Randomized Controlled Trials (RCTs) are all the rage among development wonks at the moment. Imported from medical research, they offer the tantalizing allure to social scientists of finally overcoming the Achilles’ heel of real-world research – the counterfactual (aka ‘how do we know what would have happened if we hadn’t lobbied the government/ employed the teachers/ built the road etc?). Here, one of the RCT gurus (and recent winner of the almost-as-good-as-a-Nobel John Bates Clark medal for young economists), Esther Duflo, sets out the case for the technique [h/t Chris Blattman]. She is the Abdul Latif Jameel Professor of Poverty Alleviation and Development Economics in the Department of Economics at MIT and a founder and director of the Jameel Poverty Action Lab (J-PAL) (must take a look at her business card sometime).
Not everyone is convinced – in a recent debate in the Enterprise Development and Microfinance journal James Copestake (anti) slugged it out with Dean Karlan and Nathanael Goldberg (pro). Copestake criticizes RCTs on four grounds:
“Problem selection bias. I am worried by reports of bright young “randomistas” narrowing the research agenda by selecting issues for research to fit their preferred tool, rather than finding the best tool to fit the most important issues. For example, use of RCTs to test product design changes should not divert attention from other influences on impact that may be harder to randomise: geographical targeting methods and organisational culture, for example.
External validity. RCTs require a fixed investment and generate evidence at the end of a discrete period of time, rather than continuously. This accentuates the difficulty of choosing which few among many possible ‘treatments’ should be studied, where and when. The value of findings then depends upon their transferability.
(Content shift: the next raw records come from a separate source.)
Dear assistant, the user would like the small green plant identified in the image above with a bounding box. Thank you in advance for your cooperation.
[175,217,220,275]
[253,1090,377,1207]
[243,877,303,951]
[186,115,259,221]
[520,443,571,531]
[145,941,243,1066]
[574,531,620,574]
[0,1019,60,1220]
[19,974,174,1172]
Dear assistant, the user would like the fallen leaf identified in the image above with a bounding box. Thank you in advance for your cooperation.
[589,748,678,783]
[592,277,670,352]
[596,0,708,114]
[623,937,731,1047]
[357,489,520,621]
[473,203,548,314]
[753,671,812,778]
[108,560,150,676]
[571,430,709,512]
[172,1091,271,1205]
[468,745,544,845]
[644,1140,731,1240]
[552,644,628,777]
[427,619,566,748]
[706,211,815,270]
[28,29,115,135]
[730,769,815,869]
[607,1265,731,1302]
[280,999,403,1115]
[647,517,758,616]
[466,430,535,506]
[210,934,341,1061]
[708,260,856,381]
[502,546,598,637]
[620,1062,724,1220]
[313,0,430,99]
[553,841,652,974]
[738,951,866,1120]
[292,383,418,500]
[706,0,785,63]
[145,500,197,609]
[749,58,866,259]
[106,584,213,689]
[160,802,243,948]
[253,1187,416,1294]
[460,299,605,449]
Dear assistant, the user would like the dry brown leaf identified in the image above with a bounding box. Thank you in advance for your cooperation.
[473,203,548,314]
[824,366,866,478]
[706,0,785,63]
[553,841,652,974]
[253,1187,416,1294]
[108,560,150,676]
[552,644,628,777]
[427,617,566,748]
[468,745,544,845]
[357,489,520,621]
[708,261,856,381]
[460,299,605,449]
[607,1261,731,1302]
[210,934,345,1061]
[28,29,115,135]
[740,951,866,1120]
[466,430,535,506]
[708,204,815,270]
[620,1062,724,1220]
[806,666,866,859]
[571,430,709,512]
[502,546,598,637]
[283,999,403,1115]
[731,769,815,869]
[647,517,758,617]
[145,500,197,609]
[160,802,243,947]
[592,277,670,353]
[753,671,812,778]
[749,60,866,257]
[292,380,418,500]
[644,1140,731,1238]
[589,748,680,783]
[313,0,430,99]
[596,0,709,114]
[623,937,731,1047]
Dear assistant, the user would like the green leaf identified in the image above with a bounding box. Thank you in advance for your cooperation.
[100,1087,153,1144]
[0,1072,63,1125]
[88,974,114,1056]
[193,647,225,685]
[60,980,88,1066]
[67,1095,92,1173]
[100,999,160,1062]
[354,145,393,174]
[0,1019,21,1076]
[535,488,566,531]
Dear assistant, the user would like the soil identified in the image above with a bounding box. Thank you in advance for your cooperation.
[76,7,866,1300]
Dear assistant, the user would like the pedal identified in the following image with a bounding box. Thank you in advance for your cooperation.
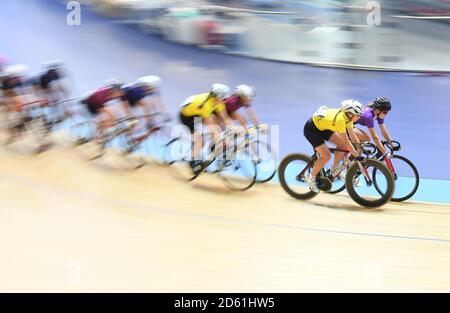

Cost effectiveness. I’m very much in favour of experimentation and testing, but remain to be convinced that RCTs are necessarily the most cost-effective way for managers and policy makers operating in complex, diverse and uncertain contexts to evaluate them, compared to triangulating routine monitoring data against focus group discussions and individual satisfaction surveys, for example.
Fourth, there may well be other more technical problems with RC studies. For example, it will not always be possible to ensure that treatment and control groups are not contaminated through spillover effects between them: response to not having a treatment being affected by my knowledge that others are having it, for example.”
If you want to read Karlan and Goldberg’s replies to these criticisms to make your own mind up who’s right, I’m afraid you have to pay (or go to the library). Anyone know of an ungated version? Or read the wikipedia entry linked to at the top of this post, which I thought gave a rather good summary of the pros and cons.